Thirty-six years after the wedding and the bride has a problem.
"My wedding dress, it was really badly stained and spotted," said Valerie Chown, a Crystal Cleaning Center customer.
Chown loaned the gown to a friend who ruined it. She came to the Crystal Cleaning Center hoping for a miracle in what looks like wall-to-wall wedding dress land.
"It's beautiful. It's perfect," said Chown as she saw it after it was cleaned.
Lynnette Watterson strives for perfection and has that reputation at the Crystal Cleaning Center. She charges as much as $700 for heirlooming -- the museum-quality restoration and preservation of wedding gowns.
"I'm probably not going to hold it and pick it up a lot. But it is fun to know it is there and that it's back to the way I wore it the first time," said Chown.
And that is not often an easy task, based on the available evidence. Watterson can look at a dress and say, "It was a garden wedding." When we asked her how did she know, she replied, "Grass stains, heel marks... but it was a good time."
Larry Barrozo is her hidden cleaning genius in the back.
"It's an art," said Barrozo.
It's an art that requires a secret combination of chemical agents and elbow grease to remove food, wine, and the usual assortment.
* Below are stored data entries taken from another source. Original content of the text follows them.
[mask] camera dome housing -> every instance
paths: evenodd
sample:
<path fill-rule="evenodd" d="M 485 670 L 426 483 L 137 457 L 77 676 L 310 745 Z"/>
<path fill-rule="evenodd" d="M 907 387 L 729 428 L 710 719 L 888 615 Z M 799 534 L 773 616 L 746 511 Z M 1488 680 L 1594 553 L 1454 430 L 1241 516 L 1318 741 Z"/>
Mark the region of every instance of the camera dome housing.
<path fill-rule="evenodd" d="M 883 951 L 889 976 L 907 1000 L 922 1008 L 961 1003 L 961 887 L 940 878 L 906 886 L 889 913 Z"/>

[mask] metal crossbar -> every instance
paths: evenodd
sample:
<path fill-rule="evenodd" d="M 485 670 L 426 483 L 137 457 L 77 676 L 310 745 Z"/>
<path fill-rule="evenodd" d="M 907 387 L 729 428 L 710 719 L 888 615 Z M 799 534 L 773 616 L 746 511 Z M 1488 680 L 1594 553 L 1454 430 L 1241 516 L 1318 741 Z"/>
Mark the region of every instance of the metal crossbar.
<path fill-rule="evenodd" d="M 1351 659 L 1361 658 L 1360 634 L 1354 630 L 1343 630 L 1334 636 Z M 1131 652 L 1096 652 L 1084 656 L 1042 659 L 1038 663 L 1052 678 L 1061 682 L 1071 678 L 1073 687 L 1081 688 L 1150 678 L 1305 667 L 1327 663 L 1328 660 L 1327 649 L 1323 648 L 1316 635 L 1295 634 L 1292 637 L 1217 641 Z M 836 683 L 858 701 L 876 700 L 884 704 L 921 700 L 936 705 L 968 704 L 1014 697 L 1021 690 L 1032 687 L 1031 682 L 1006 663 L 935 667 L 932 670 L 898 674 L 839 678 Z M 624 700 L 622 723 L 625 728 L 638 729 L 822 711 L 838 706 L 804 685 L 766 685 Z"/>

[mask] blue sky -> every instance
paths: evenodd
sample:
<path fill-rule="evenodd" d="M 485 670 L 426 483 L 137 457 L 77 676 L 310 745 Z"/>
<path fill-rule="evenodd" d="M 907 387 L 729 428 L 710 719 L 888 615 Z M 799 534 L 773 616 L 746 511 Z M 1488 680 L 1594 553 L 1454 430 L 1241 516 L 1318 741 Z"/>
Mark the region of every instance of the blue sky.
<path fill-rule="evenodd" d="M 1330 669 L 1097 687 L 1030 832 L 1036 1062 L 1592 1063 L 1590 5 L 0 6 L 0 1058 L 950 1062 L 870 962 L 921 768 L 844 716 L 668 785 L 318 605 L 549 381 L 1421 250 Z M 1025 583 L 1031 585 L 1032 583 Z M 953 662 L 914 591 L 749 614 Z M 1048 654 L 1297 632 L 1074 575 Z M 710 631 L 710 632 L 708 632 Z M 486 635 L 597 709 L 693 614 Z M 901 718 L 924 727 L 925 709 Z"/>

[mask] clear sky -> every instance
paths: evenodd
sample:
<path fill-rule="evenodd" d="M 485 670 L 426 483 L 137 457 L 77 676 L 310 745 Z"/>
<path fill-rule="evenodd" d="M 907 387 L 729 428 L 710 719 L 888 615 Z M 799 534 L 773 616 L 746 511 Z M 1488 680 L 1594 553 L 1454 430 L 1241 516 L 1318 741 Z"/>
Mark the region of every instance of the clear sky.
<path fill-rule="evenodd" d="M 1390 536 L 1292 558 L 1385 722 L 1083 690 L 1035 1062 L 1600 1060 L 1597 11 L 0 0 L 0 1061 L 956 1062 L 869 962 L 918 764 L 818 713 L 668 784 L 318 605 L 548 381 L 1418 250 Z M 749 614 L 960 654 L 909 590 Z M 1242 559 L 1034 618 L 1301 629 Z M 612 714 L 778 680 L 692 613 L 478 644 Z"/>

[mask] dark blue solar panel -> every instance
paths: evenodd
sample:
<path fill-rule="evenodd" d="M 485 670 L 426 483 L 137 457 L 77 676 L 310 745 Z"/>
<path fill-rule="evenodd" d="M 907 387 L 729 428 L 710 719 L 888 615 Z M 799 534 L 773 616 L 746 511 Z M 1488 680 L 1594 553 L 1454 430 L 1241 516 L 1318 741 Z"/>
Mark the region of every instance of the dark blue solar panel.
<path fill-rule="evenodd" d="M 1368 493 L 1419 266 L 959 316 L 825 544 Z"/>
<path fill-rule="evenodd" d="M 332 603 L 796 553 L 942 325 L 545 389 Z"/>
When we asked him what was the grossest thing he had ever cleaned off a wedding gown he frankly replied, "Vomit."
If the service seems remarkable, consider how long this business has been here -- 50 years. That's longer than a lot of marriages.
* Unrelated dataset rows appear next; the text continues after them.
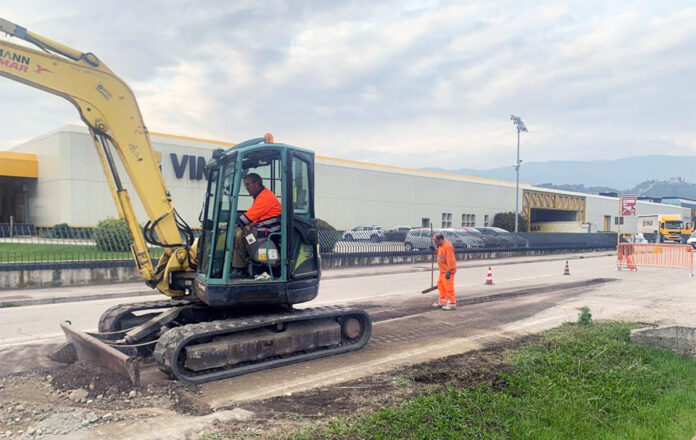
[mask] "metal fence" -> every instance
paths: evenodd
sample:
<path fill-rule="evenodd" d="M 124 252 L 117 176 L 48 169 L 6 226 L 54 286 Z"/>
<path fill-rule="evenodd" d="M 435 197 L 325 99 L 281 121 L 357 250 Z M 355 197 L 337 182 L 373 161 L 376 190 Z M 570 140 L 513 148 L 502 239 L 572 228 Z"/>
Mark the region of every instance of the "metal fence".
<path fill-rule="evenodd" d="M 319 230 L 322 258 L 361 256 L 407 256 L 430 253 L 430 230 L 412 231 L 337 231 Z M 511 250 L 545 249 L 609 249 L 616 247 L 616 234 L 505 234 L 499 238 L 449 238 L 459 253 L 508 252 Z M 99 235 L 93 228 L 71 228 L 68 225 L 35 227 L 0 224 L 0 265 L 28 263 L 103 262 L 132 260 L 127 230 Z M 152 258 L 159 258 L 162 249 L 150 248 Z M 45 264 L 44 264 L 45 265 Z"/>
<path fill-rule="evenodd" d="M 420 228 L 419 228 L 420 229 Z M 430 253 L 430 232 L 420 237 L 402 232 L 388 232 L 378 237 L 348 238 L 350 231 L 319 231 L 319 244 L 322 258 L 370 255 L 418 255 Z M 480 239 L 445 236 L 457 253 L 488 253 L 523 250 L 583 250 L 616 248 L 615 233 L 509 233 L 504 238 Z M 485 237 L 484 237 L 485 238 Z"/>
<path fill-rule="evenodd" d="M 0 223 L 0 264 L 40 264 L 132 261 L 128 231 L 98 233 L 93 228 L 68 225 L 36 227 Z M 162 255 L 160 247 L 150 248 L 152 258 Z"/>

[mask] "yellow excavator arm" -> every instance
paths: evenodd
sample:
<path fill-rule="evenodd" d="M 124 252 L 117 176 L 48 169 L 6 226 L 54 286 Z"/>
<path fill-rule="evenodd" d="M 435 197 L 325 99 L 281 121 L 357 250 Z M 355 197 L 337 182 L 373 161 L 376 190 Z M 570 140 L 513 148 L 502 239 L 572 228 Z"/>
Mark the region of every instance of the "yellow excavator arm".
<path fill-rule="evenodd" d="M 128 85 L 92 53 L 84 53 L 0 18 L 0 31 L 43 51 L 0 39 L 0 75 L 61 96 L 77 107 L 89 127 L 106 180 L 133 237 L 133 257 L 148 285 L 167 296 L 185 294 L 174 274 L 192 273 L 196 265 L 193 235 L 182 239 L 181 221 L 162 179 L 138 103 Z M 111 150 L 118 154 L 149 217 L 149 241 L 164 247 L 155 266 L 145 234 L 118 175 Z"/>

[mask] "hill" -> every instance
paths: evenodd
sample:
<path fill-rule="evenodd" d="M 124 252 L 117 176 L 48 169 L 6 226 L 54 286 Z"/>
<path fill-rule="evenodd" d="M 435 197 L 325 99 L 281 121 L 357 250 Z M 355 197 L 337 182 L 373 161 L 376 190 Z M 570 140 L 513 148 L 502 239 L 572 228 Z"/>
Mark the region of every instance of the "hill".
<path fill-rule="evenodd" d="M 512 166 L 488 170 L 426 169 L 515 181 Z M 667 181 L 674 176 L 681 177 L 685 182 L 696 182 L 696 156 L 651 155 L 616 160 L 529 162 L 523 163 L 520 168 L 520 182 L 583 185 L 590 188 L 633 188 L 647 180 Z M 587 192 L 587 189 L 583 192 Z"/>
<path fill-rule="evenodd" d="M 696 184 L 686 182 L 681 178 L 671 178 L 667 180 L 646 180 L 638 185 L 616 189 L 609 187 L 585 187 L 584 185 L 553 185 L 543 183 L 538 185 L 543 188 L 560 189 L 563 191 L 575 191 L 582 193 L 597 194 L 600 192 L 615 192 L 617 194 L 635 194 L 644 197 L 682 197 L 685 199 L 696 200 Z"/>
Watterson told us, "By and large, you can't do your dry cleaning online."
She might also thank her mother, the omnipresent Violet Janks, who opened this shop and taught Watterson the art of perfection. You can see it in her finger when she sews and in the wedding dress she wore 40 years ago for her daughter. And you can hear the legacy in her voice as she bonds with customers.
When heirlooming a gown, only half the job is cleaning. The other half is choosing pictures and keepsakes to go in the box.
It is the little laundry side business that, after half a century, has become a main attraction. It's just the service... it's the person.
When we asked her what would her mom say, Watterson told us "that she's proud."
Does the bride still have a problem with her dress? Chown said, "Not at all."
Mom would never allow it.
"She's keeping a close eye on me," said Watterson.